We kick things off with the supremely chilled vibes of 'August 10', a track near the midway point of bewigged Texan trio Khruangbin's breakout second album, Con Todo El Mundo (a title referencing a frequent exchange that the band's bassist Laura Lee shared with her grandfather when she was a child, wherein he would ask her "CΓ³mo me quieres?" ("How much do you love me?"), and she would answer with "Con todo el mundo" ("With all the world")).
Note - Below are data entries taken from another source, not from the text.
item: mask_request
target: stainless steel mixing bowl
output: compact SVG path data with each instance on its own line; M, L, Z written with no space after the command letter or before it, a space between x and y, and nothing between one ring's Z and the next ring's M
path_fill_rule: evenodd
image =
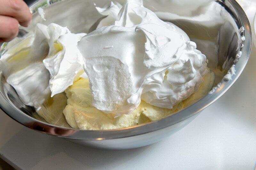
M164 10L166 12L169 9L166 4L169 4L168 5L171 4L170 3L171 1L145 0L144 2L146 7L155 11L159 11L161 6L164 6ZM205 1L209 2L211 1ZM52 22L62 26L67 26L74 33L86 32L97 19L102 17L95 10L93 3L102 6L110 1L101 0L36 1L30 7L31 10L35 13L33 15L32 23L29 28L21 28L25 31L21 31L20 33L25 33L33 30L36 23L47 25ZM203 26L197 26L195 28L194 26L193 28L193 23L182 19L171 19L168 21L173 22L184 30L190 37L193 37L191 39L198 43L198 48L206 54L206 56L211 55L210 52L212 51L210 49L212 47L207 49L204 46L204 43L196 42L198 41L196 36L199 34L201 37L204 36L212 39L211 34L215 31L214 33L217 35L216 38L217 39L215 39L215 41L216 46L218 47L217 53L218 57L217 57L218 58L213 60L209 59L208 65L213 69L220 68L227 73L232 65L235 64L236 74L233 76L232 80L222 81L219 84L222 79L216 79L215 85L218 84L211 93L178 113L145 124L115 130L83 131L64 128L33 118L32 115L35 112L35 110L25 105L21 102L15 90L6 83L2 74L0 76L2 83L0 86L0 107L11 117L29 128L77 143L98 148L111 149L136 148L152 144L170 136L187 125L199 113L224 94L240 75L248 61L252 44L252 33L245 14L234 0L216 0L215 2L214 3L222 6L226 14L221 14L221 16L225 22L215 28L215 31L213 31L212 28L208 30L208 28ZM156 5L150 5L154 2ZM185 3L182 5L184 7L190 5ZM44 9L47 19L46 21L43 21L36 12L39 6L48 6ZM193 8L191 7L190 8ZM177 11L174 11L172 12L175 13ZM167 19L164 19L166 20ZM239 32L239 29L242 27L244 28L244 31ZM242 29L240 30L240 31L241 30L243 31ZM245 37L245 41L239 41L242 36ZM237 48L238 42L239 43ZM243 44L242 48L241 47L242 44ZM199 45L200 44L201 45ZM5 46L4 44L2 46L0 57L1 53L4 53L6 50L4 49ZM236 55L240 51L242 53L241 56ZM222 67L223 64L226 67Z

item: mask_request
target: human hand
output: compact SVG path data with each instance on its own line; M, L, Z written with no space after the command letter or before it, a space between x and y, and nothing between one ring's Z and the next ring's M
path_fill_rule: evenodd
M23 0L0 0L0 43L15 38L19 24L27 27L32 19L29 9Z

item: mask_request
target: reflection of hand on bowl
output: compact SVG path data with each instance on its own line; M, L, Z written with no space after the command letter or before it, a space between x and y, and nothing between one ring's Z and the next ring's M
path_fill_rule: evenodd
M36 5L39 4L42 1L39 1L38 3L35 4L31 7L32 9L36 9ZM102 3L102 1L95 0L94 1L97 4L98 3ZM154 6L154 10L157 11L165 4L161 4L161 3L159 3L158 1L156 2L157 3L155 2L156 4ZM45 25L54 22L62 26L67 26L68 28L71 28L71 29L72 30L71 31L74 32L82 32L83 31L81 31L81 28L85 27L89 29L95 21L95 20L93 20L93 21L92 21L92 19L91 19L91 18L92 15L95 14L96 18L98 17L97 19L102 16L97 15L98 14L96 13L95 10L92 10L94 9L94 5L93 3L91 3L91 2L87 2L88 3L88 4L86 4L86 5L88 5L88 10L85 10L84 7L82 5L85 4L84 2L84 0L72 1L67 0L50 5L49 8L45 9L45 12L47 18L47 15L51 17L48 18L46 21L42 21L40 17L35 14L31 25L27 31L34 30L36 23L42 22ZM165 2L168 2L167 1ZM19 110L17 108L22 107L17 105L17 104L19 105L18 103L15 104L10 101L8 99L10 98L10 96L4 95L8 93L6 93L6 89L4 89L4 87L0 87L0 90L3 94L0 95L0 100L1 102L0 102L0 106L7 114L13 119L31 129L45 133L69 138L74 142L85 145L105 148L124 149L144 146L159 141L184 127L195 117L197 113L220 97L236 80L247 61L251 45L250 28L247 18L241 7L235 1L230 0L225 1L224 2L218 2L219 3L218 4L221 6L220 7L223 10L222 12L224 13L225 12L227 13L228 12L223 6L226 9L229 8L228 7L230 7L228 11L228 12L232 13L232 15L229 15L227 18L224 18L226 20L226 22L218 22L216 27L212 26L212 25L211 24L209 24L209 26L208 26L209 25L201 24L200 22L205 21L196 17L193 19L196 20L196 23L200 26L197 27L196 26L197 25L194 25L190 27L188 26L188 24L191 24L191 21L188 19L185 15L182 19L180 18L174 20L170 19L170 21L173 21L182 29L186 30L186 32L187 32L191 39L193 39L195 41L198 40L198 39L203 40L203 41L200 41L201 43L198 43L198 47L199 50L204 50L204 53L206 53L209 58L209 67L212 67L211 68L212 69L214 68L214 67L221 68L226 72L228 71L231 65L234 64L234 61L237 53L236 50L237 42L241 38L241 35L237 33L238 28L244 26L245 30L244 33L242 34L243 35L245 36L246 40L244 47L241 49L243 55L236 63L236 75L232 77L233 80L229 81L223 82L221 84L219 85L218 88L216 88L216 90L208 95L203 100L178 113L161 120L134 127L116 130L82 131L57 127L54 125L49 126L44 122L31 118L31 113L25 113L21 112L20 109ZM73 5L72 8L67 8L67 6L69 6L71 5ZM145 2L145 5L147 5L146 2ZM149 6L150 5L148 5L147 7L149 7ZM69 11L69 12L63 11L60 15L61 17L60 18L60 14L58 13L60 11L56 10L56 8L57 8L73 10L76 9L76 11L72 15L70 15L70 12L74 11ZM165 12L168 11L168 8L165 8L164 11ZM179 12L178 10L176 11L177 12ZM90 15L86 15L88 14L86 12L89 13ZM227 17L223 15L224 14L222 13L222 15L220 16L223 17ZM78 24L76 21L81 16L83 16L83 19L81 20L81 22L78 20L79 22ZM235 21L234 18L235 18ZM169 21L169 18L164 19L166 21ZM207 20L207 18L203 19L206 19ZM212 21L213 23L214 21ZM83 24L86 26L85 27ZM234 27L234 26L236 26ZM216 27L217 28L217 31L214 30ZM198 36L200 37L199 38L197 37ZM214 39L215 38L216 39ZM208 42L209 39L217 40L216 44L212 43L209 46L205 46L205 44L207 43L205 42ZM210 49L211 50L209 50ZM240 48L238 49L240 50ZM214 51L214 50L216 50ZM212 53L212 51L213 53ZM211 54L214 53L215 54L219 54L218 58L215 57L210 60L210 58L212 56L212 55L211 55ZM224 64L226 67L223 68L222 66ZM223 76L220 77L219 80L216 80L216 85L220 81L222 78ZM12 101L13 100L12 99ZM15 99L14 100L15 100ZM56 131L56 129L61 130Z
Like with most of Khruangbin's music, 'August 10' has the gracefully groovy atmosphere of a sun-drenched summer afternoon, conjuring images of sunglasses, barbecues, deserts, cool drinks clinking in ice-filled glasses, and laughing friends lounging by a pool. (Though I could also be thinking of the setting of the brilliant Andy Samberg/Cristin Milioti sci-fi rom-com, Palm Springs, in which this very song appeared in that film's opening minutes, so maybe just let the music fill your imagination with whatever imagery comes to you.) This mood is adroitly manifested by the band's eclectic array of influences - psychedelia, funk, surf, and soul, spanning all across multiple decades, cultures, and continents anywhere and everywhere between East and West - and the flawless musicianship of all three members, from Laura Lee's throbbingly thick bass lines (or, if you prefer, thicc with as many added C's as you deem appropriate), to Donald "DJ" Johnson's pinpoint-precise percussion, and the glorious buttery-smooth guitar work of Mark Speer.

This track is effortlessly cool, and lighter than air, floating along in a psychedelic haze occasionally punctuated by the gentle vocals of Lee and Speer adding some "la la la" and "ooooooh"-type vocal wisps of texture to give it the feel of a laid-back, weed-fuelled lullaby.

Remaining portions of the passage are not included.